'Not if you sit still. That's it. Now, you can raise your head and shoulders just a little, so that I can see you talking. Speak!'

'I've nothing to say, Lotty.'

'If you don't speak you'll have to sing, and that will be worse for you, perhaps.'

'Well, child, I'm sure you love the sea.'

'Oh,' she cried enthusiastically, 'I love it! I love it always! I love all of it! It is always speaking to me and saying things in calm and in storm. And all the birds too; they are mine, you know. Watch that gull, Mr Blake, with his clean, clean white wings. He knows me, you know, because I feed him. He is coming nearer and nearer, tack and half-tack. You hear his wings now, don't you? Whiff—whiff—whiff they say. Now, look, but don't move.'

This little gipsy lass lay on her oars for a moment, put half a tiny milk-biscuit between her red lips, and held up her face.
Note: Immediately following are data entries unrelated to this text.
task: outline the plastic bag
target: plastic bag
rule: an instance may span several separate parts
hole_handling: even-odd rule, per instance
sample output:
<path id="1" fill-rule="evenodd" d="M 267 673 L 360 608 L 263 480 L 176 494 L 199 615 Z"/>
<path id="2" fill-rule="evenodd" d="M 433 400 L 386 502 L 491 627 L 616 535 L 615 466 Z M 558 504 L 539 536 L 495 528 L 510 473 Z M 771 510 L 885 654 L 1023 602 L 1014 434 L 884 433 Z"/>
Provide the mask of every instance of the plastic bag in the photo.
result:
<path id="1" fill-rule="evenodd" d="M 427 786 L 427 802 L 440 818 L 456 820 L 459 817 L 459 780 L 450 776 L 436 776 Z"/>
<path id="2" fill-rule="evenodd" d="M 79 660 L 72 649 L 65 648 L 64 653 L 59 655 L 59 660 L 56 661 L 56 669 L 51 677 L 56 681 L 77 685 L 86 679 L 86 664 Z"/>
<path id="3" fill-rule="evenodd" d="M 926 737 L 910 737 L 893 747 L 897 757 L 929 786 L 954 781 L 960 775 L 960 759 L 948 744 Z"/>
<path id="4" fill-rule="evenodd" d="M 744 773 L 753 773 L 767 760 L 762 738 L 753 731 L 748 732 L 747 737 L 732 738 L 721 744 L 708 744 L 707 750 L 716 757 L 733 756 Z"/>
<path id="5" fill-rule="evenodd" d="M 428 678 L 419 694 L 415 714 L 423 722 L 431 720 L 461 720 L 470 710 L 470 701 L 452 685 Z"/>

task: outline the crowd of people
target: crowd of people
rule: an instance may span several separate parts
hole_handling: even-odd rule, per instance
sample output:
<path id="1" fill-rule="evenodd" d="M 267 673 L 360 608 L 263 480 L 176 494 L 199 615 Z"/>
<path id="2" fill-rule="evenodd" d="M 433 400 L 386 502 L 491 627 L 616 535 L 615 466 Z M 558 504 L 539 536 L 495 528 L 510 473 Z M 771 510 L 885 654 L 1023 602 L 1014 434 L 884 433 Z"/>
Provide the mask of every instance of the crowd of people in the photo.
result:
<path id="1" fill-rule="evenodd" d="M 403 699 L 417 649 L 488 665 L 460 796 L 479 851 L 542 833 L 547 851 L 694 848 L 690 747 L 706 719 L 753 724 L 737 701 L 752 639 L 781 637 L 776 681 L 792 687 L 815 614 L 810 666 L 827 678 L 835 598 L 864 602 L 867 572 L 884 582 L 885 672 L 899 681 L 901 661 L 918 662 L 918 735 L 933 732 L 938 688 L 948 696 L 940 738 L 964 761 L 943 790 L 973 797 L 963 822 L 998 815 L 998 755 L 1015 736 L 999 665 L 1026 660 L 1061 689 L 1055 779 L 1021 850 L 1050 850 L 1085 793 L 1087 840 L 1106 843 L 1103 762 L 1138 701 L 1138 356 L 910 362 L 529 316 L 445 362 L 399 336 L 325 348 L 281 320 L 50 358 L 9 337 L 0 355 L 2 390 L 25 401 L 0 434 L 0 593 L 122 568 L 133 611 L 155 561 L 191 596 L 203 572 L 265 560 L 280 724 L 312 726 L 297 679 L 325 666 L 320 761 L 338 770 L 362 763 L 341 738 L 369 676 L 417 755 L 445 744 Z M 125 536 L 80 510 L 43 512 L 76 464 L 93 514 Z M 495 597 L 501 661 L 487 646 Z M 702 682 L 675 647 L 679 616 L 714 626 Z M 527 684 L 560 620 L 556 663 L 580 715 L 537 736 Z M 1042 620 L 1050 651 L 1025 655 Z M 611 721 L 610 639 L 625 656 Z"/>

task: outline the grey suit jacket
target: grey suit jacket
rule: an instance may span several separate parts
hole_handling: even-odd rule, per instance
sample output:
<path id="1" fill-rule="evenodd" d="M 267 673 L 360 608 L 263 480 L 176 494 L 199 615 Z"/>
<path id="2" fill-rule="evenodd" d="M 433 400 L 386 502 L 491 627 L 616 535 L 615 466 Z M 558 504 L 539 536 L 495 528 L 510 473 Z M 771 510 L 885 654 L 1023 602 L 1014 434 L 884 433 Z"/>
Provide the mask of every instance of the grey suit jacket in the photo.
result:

It was a sweetly pretty picture. Bare arms, feet, and neck; tiny red hands that held the oars; hair like dark seaweed afloat on her shapely shoulders.

Whiff—whiff—whiff went the clean white wings—it was underneath they were so radiantly white, and ever and anon turned the bird's graceful head to gaze red-eyed at Antony. Next moment the biscuit was whisked from the child's lips, and the bird was sailing for the rocks.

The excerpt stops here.